Lucy, Bucket and Brewer are about to have a really bad couple of days. IMTECH, a medical supply manufacturer that employs most of their classmates’ parents, have been working on something new. Even the workers who have contributed pieces to this puzzle haven’t been told what the final picture will look like. All these teens know is that there’s been a recent string of tragedies in their usually quiet desert hometown of Turner Falls: a murder-suicide, a day to end the school year unlike any other and now a missing teen.

“We are all going to be okay.”

I’m having trouble figuring out what to say about this book and that’s not a problem I usually have. The thing is, for much of the first quarter I was dragging myself through the pages, tempted to DNF every time anything that I’ll politely call ‘locker room talk’ happened. I found the way that specific girls were spoken about, as if it was funny and as if it was appropriate to say at all, was disgusting. Call me a prude if you want but detailing derogatory sexual behaviour is not something that I want to see flimsily disguised as banter.

Then there’s the body horror, which is pretty intense in this book. If the thought of anything touching your eyes makes you squeamish, prepare yourself for exposure therapy on steroids. Most of the time the crunching bones and gallons of blood that no longer live inside veins belonged to humans. I’m personally all good with this type of horror, when the victims are human. However, not all of the casualties in this book were human and I am never going to be okay with reading about the abuse of animals, even in fiction.
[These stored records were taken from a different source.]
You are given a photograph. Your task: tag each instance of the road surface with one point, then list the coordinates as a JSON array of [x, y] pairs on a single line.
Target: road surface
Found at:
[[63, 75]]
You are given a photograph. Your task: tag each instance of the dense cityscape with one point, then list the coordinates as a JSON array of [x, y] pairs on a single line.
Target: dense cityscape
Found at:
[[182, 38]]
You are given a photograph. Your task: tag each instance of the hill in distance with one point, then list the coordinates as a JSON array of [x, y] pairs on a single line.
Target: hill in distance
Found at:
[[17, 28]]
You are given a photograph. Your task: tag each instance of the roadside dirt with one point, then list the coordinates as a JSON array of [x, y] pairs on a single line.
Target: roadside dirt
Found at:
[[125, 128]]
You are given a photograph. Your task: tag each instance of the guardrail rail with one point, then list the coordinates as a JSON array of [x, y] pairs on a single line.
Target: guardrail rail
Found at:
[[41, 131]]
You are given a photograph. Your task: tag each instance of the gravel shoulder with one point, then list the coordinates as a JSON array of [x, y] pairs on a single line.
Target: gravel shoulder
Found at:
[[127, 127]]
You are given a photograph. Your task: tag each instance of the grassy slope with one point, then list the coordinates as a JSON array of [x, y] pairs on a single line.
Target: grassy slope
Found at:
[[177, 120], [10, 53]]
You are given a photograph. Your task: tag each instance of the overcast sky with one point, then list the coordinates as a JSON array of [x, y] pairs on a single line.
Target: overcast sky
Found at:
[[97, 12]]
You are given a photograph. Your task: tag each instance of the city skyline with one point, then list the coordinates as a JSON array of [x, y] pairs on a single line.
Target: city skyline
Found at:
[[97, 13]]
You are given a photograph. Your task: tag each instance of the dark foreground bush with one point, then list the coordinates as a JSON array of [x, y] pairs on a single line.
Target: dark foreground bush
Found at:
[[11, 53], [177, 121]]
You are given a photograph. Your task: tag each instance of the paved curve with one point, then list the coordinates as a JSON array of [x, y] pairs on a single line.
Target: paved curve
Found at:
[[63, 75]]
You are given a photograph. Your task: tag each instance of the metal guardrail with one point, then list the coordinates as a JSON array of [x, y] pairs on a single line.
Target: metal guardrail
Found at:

“I don’t think there’s anyone who can help us.”

The overall feel of the book gave me ‘Abandon all hope, ye who enter here’ vibes so it may be helpful if you don’t decide on a favourite character. Chances are pretty high that you’re going to see what their insides look like at some point. I didn’t connect with anyone so I wasn’t invested in anyone’s survival.

Class and racism were both mentioned throughout the book. The action remained fairly constant, although I didn’t experience the dread of the classroom scene anywhere else in the book. The descriptions of the bloodshed were easy to imagine and I liked the inclusion of the podcast transcripts.

Content warnings include abuse of an animal, alcoholism, body horror, bullying, drug use, graphic deaths of animals and humans, and racism.

Thank you so much to NetGalley and Titan Books for the opportunity to read this book.

Rating: 3 out of 5.

Once Upon a Blurb

Stranger Things meets The X-Files in this heart-racing conspiracy thriller as a lonely young woman teams up with a group of fellow outcasts to survive the night in a town overcome by a science experiment gone wrong.

Something sinister lurks beneath the sleepy tourist town of Turner Falls nestled in the hills of central Oregon. A growing spate of mysterious disappearances and frenzied outbursts threaten the town’s idyllic reputation until an inexplicable epidemic of violence spills out over the unsuspecting city.

When the teenage children of several executives from the local biotech firm become ill and hyper-aggressive, the strange signal they can hear starts to spread from person to person, sending anyone who hears it into a murderous rage. Lucy and her outcast friends must fight to survive the night and get the hell out of town, before the loop gets them too.